A demanda por gasolina na Rússia varia entre 115 mil e 120 mil toneladas diariamente, e atualmente há um déficit entre 40 mil e 45 mil toneladas por dia. O vice-primeiro-ministro Alexander Novak destacou que a situação do abastecimento é complexa e causa preocupação entre a população, que enfrenta longas filas nos postos de combustíveis.
Medidas do governo
Para tentar conter a escassez, o governo de Vladimir Putin implementou proibições às exportações de diesel, gasolina e combustível de aviação, além de iniciar a importação de combustíveis, incluindo gasolina da Índia. O país também está utilizando estoques e recebendo gasolina de Belarus, que atingiu um recorde mensal de exportações em junho.
Impacto social
Com a escassez de combustível, a situação se tornou crítica em diversas regiões da Rússia. Na cidade turística de Anapa, cossacos têm sido convocados para ajudar a manter a ordem nos postos de combustíveis.
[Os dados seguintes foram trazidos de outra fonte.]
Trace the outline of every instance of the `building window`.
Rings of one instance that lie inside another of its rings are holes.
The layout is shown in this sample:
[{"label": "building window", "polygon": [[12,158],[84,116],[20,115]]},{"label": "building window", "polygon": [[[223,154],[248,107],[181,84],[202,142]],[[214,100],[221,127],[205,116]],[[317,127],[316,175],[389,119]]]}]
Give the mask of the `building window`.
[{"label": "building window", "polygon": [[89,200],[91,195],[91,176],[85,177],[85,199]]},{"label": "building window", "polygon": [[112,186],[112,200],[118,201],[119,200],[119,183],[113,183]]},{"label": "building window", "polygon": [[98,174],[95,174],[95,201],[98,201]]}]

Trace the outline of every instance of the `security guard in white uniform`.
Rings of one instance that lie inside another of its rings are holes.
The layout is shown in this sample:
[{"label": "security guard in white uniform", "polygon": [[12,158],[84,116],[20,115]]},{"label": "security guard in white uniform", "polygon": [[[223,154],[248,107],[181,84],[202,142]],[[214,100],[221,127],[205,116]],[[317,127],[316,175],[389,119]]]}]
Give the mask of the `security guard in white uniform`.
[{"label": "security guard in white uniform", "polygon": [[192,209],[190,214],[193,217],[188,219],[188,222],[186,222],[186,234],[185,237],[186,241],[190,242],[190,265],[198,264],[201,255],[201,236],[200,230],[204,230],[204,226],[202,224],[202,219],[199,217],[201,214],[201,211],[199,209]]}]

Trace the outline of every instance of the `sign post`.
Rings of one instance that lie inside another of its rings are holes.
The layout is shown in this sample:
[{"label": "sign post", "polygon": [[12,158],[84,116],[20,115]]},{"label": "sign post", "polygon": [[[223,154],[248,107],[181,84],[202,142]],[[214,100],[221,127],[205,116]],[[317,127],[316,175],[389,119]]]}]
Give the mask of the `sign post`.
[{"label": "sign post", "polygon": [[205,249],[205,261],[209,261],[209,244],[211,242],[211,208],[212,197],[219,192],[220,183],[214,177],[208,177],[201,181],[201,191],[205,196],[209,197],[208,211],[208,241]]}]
O cossaco Yuri Komarov comentou sobre a necessidade de evitar o caos e garantir que os motoristas possam abastecer de forma eficiente.
Expectativas futuras
Fontes do setor acreditam que a situação do mercado de combustíveis pode melhorar na segunda metade de julho, desde que não haja novos ataques às refinarias. A retomada das operações e o aumento das importações são esperados para aliviar a pressão sobre o abastecimento.
Opinião
A crise de abastecimento de gasolina na Rússia evidencia como conflitos externos podem impactar diretamente a vida cotidiana da população, gerando tensões e desafios que vão além do campo de batalha.